Harnessing the best software tools for reproducible analysis
Among those who create and use data analyses, it is commonly understood that a trustworthy analysis must be reproducible. In other words, given the same problem statement, an independent analyst should be able to gather their own data and analyze it to reach the same conclusions. If this isn’t true, it raises strong suspicions about the accuracy of the original analysis.
In practice, there are rarely sufficient resources available to fully replicate an analysis from scratch, except for the most controversial, significant, or risky decisions. Consequently, most practical analyses are never subjected to such scrutiny.
However, drawing on advances in software engineering tools and techniques can dramatically lower the cost and difficulty of performing an analysis reproducibly. In this post, I offer a practical approach to reproducible analysis with examples that could easily be adopted by any Python-centric Data Science team. I’ll also explain why making an investment in reproducibility is more important than you might think based on my experience in managing model risk at a large bank.
The Peer Reviewer’s Perspective
The term “reproducible” is frequently used with a weaker criterion in mind: an independent analyst should be able to achieve the same results using the original analysts' documentation, data, and code. Although this does not guarantee the original analysis is correct, as you may simply be repeating the original mistakes, it is a meaningful step towards establishing trust. It ensures that the data and analysis were conducted with sufficient transparency and clarity to allow the results to be verified. For the rest of the post, I will be speaking about reproducibility in this sense.
For analysts racing against deadlines and business leaders not involved in the low-level processes of analysis, these concerns may seem theoretical. When time is limited and there’s a pressing question, it’s natural to focus on getting an answer rather than the methods used to obtain it. In the long term, however, better methods don’t just improve accuracy and reliability. They also make the short-term sprints more efficient and manageable.
As a Model Risk Officer (MRO) at a large bank, I experienced this in a very tangible way. I was responsible for challenging Data Science teams across the organization to identify, quantify, and effectively manage the risks of using Machine Learning models through independent validation of their development process. The ultimate goal of model validation was to ensure that the model’s strengths and weaknesses were well understood, operational monitoring was adequate, and material analytical errors were identified and corrected. Above a moderate risk threshold, our validation process always included reproducing some or all of the business team’s analytical results.
As modelers ourselves, we would have loved to focus our effort on debating interesting theoretical and methodological choices or testing innovative new algorithmic approaches. In practice, we spent most of our time coaching Data Science teams to provide sufficient code, data, and documentation for us to clearly understand what they did. Essentially, we were forced into the role of “reproducibility coach”, helping teams build the foundations to manage risk more than actually managing it.
This was all the more frustrating because I observed wide variability in the effort required to reproduce a team’s modeling results. With the least prepared teams, it literally took months to years of meetings to get the information I needed to do my job. The most prepared teams knew how to hand over a model development package that I could reproduce in an afternoon. These same teams could also turn around an iteration on their analysis more quickly, as their processes were more systematic.
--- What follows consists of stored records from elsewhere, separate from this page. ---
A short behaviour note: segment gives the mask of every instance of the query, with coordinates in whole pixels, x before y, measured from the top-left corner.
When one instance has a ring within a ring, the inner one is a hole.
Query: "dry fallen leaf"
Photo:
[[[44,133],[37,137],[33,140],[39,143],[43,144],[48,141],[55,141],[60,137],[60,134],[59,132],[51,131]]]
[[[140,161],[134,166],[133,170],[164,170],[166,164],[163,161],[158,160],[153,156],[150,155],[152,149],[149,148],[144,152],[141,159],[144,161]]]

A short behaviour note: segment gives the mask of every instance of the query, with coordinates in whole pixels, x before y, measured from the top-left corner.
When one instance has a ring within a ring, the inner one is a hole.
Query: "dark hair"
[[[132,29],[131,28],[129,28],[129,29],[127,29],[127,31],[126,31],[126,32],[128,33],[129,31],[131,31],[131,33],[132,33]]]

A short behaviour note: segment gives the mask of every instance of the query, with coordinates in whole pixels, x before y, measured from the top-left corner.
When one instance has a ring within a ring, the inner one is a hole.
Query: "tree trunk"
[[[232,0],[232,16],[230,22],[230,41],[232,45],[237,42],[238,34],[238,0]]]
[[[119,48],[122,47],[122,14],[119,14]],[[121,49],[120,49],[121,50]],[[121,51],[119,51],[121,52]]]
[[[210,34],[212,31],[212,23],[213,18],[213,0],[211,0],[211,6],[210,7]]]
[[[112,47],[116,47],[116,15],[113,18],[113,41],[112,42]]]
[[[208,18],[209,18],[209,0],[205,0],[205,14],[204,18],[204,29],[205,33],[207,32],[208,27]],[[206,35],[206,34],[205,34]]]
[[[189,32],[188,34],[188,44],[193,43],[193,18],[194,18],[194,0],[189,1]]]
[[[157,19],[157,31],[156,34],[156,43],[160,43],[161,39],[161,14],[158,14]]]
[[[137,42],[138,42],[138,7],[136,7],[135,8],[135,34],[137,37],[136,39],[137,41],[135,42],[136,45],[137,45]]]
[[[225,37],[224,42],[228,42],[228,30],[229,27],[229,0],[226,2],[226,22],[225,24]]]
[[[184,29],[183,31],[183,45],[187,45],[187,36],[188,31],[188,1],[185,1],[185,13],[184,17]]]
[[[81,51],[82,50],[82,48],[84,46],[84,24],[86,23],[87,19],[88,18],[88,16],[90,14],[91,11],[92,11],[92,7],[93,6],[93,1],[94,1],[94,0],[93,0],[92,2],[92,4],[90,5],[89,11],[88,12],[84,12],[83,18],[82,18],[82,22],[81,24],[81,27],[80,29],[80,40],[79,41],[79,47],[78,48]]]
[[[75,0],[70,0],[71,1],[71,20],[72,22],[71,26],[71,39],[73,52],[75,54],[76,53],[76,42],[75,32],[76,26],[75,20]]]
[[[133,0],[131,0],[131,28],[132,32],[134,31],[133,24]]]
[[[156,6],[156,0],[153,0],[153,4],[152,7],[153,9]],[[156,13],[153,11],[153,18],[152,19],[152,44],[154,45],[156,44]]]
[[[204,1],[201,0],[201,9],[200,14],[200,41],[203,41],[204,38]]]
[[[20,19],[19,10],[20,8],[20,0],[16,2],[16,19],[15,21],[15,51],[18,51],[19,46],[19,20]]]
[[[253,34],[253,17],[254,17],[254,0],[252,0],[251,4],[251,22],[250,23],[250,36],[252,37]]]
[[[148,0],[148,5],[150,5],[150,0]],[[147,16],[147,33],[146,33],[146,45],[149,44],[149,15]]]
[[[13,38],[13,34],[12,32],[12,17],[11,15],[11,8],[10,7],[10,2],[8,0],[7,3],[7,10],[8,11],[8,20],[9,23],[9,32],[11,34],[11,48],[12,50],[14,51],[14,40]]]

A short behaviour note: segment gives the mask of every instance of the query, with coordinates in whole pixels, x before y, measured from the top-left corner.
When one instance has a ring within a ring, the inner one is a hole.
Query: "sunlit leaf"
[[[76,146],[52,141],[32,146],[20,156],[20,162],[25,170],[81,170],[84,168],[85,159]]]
The variability wasn’t random either. Teams of junior modelers who had never managed a model through its operational life cycle and siloed teams that developed models but were not responsible for managing them operationally tended to require the most coaching. Experienced modelers who had experience using their models operationally and being accountable for their failures were most likely to have invested in a reproducible development process because they knew from experience that it made their lives easier in the long run, independent of the need to complete my validation process. Over time, team members come and go and even a model’s original developers shift their focus to new projects, and at this stage early investments in transparency greatly reduce the cognitive load on the team and rates of human error.
The big takeaways from my time as an MRO were:
- Material errors in complex analysis are way more common than we would like to believe, even when the team working on it is stellar
- A reproducible development process is table stakes for managing analytical risk effectively
- With the right tools and techniques, a reproducible development process doesn’t need to be expensive or difficult.
Benefiting from Innovations in Software Engineering
Driven by the exponential increase in size and complexity of modern software projects and software teams, software engineers have built tools to automate or streamline every stage of the software lifecycle, from installation to code editing, testing, and deployment.
“Data Scientist” is more of a marketing term than a precisely defined role. But if I had to choose one skill set that differentiates a Data Scientist from the larger population of analysts and scientists, it’s that they write code to perform analysis. Additionally, the trend in the past decade has been away from writing code in specialized analytical languages like Matlab and R towards the use of general-purpose programming languages that are widely used by the software engineering community, such as Python and Java. This growing overlap in tools presents a major opportunity for Data Scientists to benefit from software engineers’ extraordinary progress developing tools and methods to manage the complexity of large software projects.
At a high level, to reproduce a computational task you need to:
- Build and install the same code and software libraries
- Gather the same input data
- Re-run the process steps in the right order with the same configuration settings
Additionally, to manage the cognitive load on the humans overseeing these tasks, you need to:
- Systematically track the revision history of your project and which revisions were used to produce results
- Keep code and documentation in sync
- Maintain tidy, well-organized code and data
- Automate complex repetitive steps (especially testing)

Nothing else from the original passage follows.